Review: This book is for long term investors who want to rotate their portfolios once per year. Basically the author looked at several strategies ranging from low p/e's to high annualized growth rates and everything in between. He back tested the strategies from 12/31/1954-12/31/1996 he then would purchase the bottom 50 and the top 50 for that screening category and ranked the results. The highest strategy was Price to Sales ratio under 1, with high relative strength, this strategy returned a compound interest of 18.62% over the 45 year time span. Thus a $10,000 investment would become $12,999,698!

Now if I were you I'd just go to the library and check out the book since only the results are really the important part of the book.

Reed Floren

Rating: 2 stars
Summary: What doesn't work on Wall St.
Review: This book is just another example of why non-statisticians shouldn't write books on statistical subjects. It's best-selling status confirms P.T.Barnum's famous phrase.

What the author does is use year-end prices covering 45 years to "prove" all sorts of useless things about various simple strategies centering around value investing. Forty-five data points, whether it be daily data or yearly data, is not enough (by more than at least a factor of ten!) to reach any significant conclusion about anything such as the financial markets, where any signal present is swamped by noise. But O'Shaughnessy is quite tickled that he's proven all the experts wrong with his measly sample.
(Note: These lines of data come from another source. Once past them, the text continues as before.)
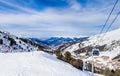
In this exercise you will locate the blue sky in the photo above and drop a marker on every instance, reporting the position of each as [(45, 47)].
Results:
[(47, 18)]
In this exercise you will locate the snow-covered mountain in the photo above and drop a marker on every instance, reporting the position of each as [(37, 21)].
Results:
[(54, 43), (11, 43), (36, 64), (108, 44)]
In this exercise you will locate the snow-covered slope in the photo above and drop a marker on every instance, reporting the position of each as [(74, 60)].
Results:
[(11, 43), (35, 64), (108, 44), (53, 43)]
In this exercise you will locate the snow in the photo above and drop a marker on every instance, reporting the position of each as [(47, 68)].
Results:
[(35, 64), (72, 48)]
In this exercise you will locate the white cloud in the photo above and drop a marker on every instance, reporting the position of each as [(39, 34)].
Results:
[(53, 22)]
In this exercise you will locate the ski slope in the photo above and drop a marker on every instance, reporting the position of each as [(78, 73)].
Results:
[(35, 64)]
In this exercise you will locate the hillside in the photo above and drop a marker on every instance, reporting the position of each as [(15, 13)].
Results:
[(54, 43), (109, 47), (35, 64)]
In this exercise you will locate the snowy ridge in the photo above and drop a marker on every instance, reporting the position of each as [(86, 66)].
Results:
[(109, 47), (11, 43), (35, 64)]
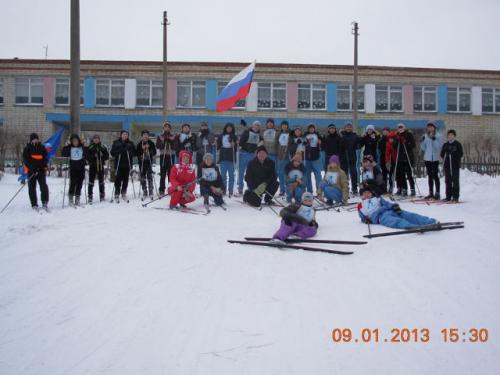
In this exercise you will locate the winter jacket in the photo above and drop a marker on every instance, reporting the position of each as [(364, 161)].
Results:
[(452, 152), (209, 176), (336, 177), (123, 153), (227, 145), (431, 146), (35, 157), (249, 140), (258, 173), (146, 151)]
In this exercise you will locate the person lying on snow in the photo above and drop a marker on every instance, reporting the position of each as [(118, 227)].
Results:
[(182, 181), (299, 220), (210, 181), (376, 210)]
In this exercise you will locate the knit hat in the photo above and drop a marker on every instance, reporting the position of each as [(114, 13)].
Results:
[(334, 159)]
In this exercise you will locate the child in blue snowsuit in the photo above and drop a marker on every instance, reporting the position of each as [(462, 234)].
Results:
[(376, 210)]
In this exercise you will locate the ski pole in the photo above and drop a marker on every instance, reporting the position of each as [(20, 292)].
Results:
[(17, 192)]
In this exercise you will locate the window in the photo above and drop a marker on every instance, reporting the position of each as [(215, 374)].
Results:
[(29, 91), (62, 91), (240, 104), (344, 98), (459, 99), (424, 99), (271, 95), (191, 94), (312, 96), (149, 93), (388, 98), (110, 92), (491, 100)]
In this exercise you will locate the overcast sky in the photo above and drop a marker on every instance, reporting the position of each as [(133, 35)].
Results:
[(424, 33)]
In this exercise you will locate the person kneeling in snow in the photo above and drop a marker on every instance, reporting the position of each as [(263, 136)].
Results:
[(334, 185), (182, 181), (376, 210), (210, 181), (298, 220)]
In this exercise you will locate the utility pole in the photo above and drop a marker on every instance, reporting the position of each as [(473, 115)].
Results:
[(165, 23), (74, 84), (355, 30)]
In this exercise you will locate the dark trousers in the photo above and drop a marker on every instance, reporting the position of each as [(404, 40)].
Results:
[(404, 173), (452, 181), (76, 177), (44, 189), (121, 180), (93, 173), (432, 168), (165, 167)]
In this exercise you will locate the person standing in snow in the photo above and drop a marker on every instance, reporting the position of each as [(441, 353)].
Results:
[(76, 152), (146, 152), (452, 153), (35, 160), (431, 144), (97, 154), (374, 209), (298, 220), (182, 181)]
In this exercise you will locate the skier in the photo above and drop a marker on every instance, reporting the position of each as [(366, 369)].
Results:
[(35, 160), (299, 220), (431, 144), (182, 181), (452, 153), (249, 140), (312, 157), (97, 154), (261, 179), (334, 185), (374, 209), (349, 143), (205, 142), (123, 150), (210, 181), (165, 145), (77, 153), (331, 144), (295, 182), (146, 152), (227, 143), (372, 174)]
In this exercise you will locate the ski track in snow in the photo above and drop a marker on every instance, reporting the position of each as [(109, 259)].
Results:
[(122, 289)]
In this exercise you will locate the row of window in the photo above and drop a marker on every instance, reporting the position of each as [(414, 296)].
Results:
[(271, 95)]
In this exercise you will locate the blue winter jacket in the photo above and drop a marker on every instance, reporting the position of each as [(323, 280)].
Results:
[(431, 147)]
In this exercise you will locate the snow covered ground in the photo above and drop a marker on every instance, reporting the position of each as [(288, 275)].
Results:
[(122, 289)]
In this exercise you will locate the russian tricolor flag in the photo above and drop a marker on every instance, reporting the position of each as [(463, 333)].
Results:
[(236, 89)]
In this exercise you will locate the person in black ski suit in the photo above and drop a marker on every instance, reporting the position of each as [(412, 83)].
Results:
[(123, 151), (97, 154), (452, 153), (146, 152), (261, 179), (166, 148), (77, 153), (331, 144), (349, 143), (210, 181), (35, 161)]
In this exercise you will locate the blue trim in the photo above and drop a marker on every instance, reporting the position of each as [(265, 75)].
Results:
[(211, 94), (89, 92), (196, 119), (331, 97), (442, 99)]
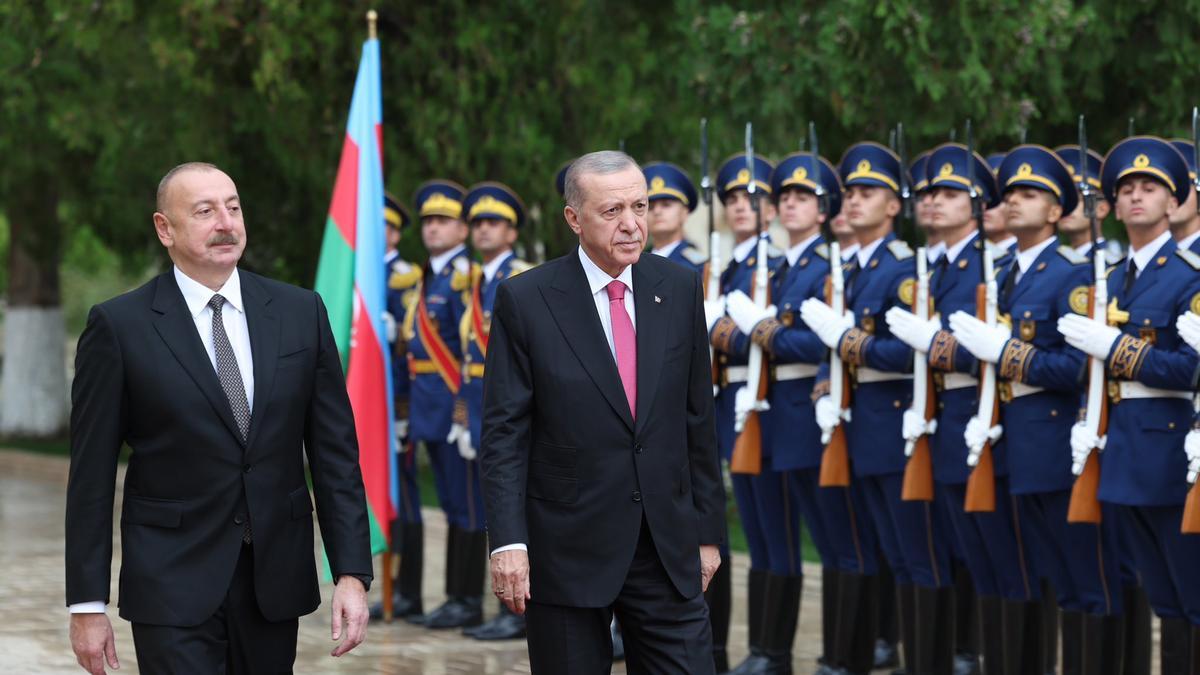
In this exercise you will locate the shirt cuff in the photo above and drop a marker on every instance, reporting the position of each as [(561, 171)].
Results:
[(95, 607), (511, 548)]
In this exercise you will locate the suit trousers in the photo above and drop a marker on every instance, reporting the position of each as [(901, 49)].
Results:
[(238, 639), (664, 632)]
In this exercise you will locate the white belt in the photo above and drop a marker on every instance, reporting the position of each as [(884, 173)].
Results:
[(736, 374), (1023, 389), (1138, 390), (958, 381), (867, 375), (795, 371)]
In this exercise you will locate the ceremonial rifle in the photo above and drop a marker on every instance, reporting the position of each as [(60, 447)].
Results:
[(835, 458), (918, 473), (1085, 503), (981, 495), (748, 448), (1191, 524)]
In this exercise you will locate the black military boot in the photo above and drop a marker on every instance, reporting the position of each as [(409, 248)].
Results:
[(406, 597), (991, 632), (504, 626), (966, 629), (719, 597), (1175, 638), (829, 577), (756, 590), (1078, 634), (1138, 639)]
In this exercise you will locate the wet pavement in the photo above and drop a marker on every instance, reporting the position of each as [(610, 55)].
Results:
[(34, 631)]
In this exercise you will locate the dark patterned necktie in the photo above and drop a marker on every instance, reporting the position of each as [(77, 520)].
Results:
[(231, 381), (227, 368)]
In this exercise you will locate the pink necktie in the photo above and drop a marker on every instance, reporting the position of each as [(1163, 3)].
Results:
[(625, 341)]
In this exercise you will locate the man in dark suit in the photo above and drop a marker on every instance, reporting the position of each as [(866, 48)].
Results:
[(599, 448), (221, 382)]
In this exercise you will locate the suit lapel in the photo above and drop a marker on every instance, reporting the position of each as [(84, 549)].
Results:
[(570, 302), (178, 330), (651, 308), (264, 346)]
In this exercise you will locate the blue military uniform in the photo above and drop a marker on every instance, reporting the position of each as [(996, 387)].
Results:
[(989, 543), (882, 275), (431, 327), (665, 180), (834, 517), (1152, 377), (771, 537), (1039, 392)]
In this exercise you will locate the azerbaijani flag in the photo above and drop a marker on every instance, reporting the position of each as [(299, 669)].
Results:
[(351, 281)]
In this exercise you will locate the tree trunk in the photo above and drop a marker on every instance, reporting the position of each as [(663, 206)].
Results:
[(33, 375)]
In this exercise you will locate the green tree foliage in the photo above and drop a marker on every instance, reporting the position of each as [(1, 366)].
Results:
[(99, 99)]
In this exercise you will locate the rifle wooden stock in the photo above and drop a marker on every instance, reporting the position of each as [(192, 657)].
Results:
[(981, 495), (835, 458), (1191, 524), (1085, 501)]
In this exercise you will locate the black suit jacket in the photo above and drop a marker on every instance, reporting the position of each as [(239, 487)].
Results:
[(143, 378), (567, 469)]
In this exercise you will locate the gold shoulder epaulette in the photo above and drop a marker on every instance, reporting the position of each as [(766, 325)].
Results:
[(900, 249)]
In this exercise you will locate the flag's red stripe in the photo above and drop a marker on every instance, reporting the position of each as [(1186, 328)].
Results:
[(345, 204)]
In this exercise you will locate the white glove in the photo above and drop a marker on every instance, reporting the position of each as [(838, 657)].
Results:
[(913, 330), (987, 342), (825, 322), (827, 417), (915, 426), (389, 327), (1192, 447), (1090, 336), (401, 429), (713, 311), (977, 435), (744, 312), (465, 449), (1188, 324), (1083, 442)]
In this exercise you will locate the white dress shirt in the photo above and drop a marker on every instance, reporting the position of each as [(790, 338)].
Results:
[(196, 297), (669, 249), (1025, 258), (598, 282)]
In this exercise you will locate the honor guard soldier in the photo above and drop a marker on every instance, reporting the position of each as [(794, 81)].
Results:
[(881, 276), (672, 197), (1152, 376), (1186, 219), (793, 440), (1075, 226), (431, 327), (495, 214), (759, 497), (408, 532)]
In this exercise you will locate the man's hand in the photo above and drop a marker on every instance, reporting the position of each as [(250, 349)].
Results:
[(510, 579), (709, 562), (91, 638), (349, 610)]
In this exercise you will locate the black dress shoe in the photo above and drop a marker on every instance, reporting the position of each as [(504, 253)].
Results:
[(505, 626), (456, 613), (886, 655)]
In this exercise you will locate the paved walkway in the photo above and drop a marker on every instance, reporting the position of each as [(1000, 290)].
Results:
[(34, 627)]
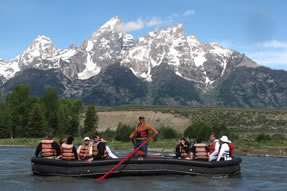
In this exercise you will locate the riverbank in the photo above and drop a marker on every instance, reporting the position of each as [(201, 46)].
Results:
[(243, 148)]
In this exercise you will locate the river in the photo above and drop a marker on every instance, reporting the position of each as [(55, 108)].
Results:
[(258, 173)]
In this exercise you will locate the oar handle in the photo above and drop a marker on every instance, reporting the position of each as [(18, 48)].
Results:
[(127, 157)]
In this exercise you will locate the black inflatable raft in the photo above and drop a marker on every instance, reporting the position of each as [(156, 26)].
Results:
[(148, 166)]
What's even worse is that the spuriousness of his "profound" results is right there staring him in his face: he frequently comes up with numbers like 14.59%, with a standard deviation of 23.24% -- not realizing that this means the real answer is likely anywhere between -8.65% and +37.83%; in other words, it's consistent with a 0% return for that particular strategy. To compound the folly, O'Shaughnessy then goes on to continually draw conclusions based on differences of a few percent or less (a small fraction of the standard deviation) between competing strategies, not realizing that this is utterly meaningless.

On top of these fatal flaws, O'Shaughnessy also commits the most common sin of model testing: he fails to forward-test his strategy on data which the model hasn't yet seen. This just about guarantees that future results will disappoint, as indeed has been the case the last several years with the mutual funds which he launched based on the ideas in this book after its first edition.

I give it 1 1/2 - 2 stars because even a crummy strategy is better than none at all.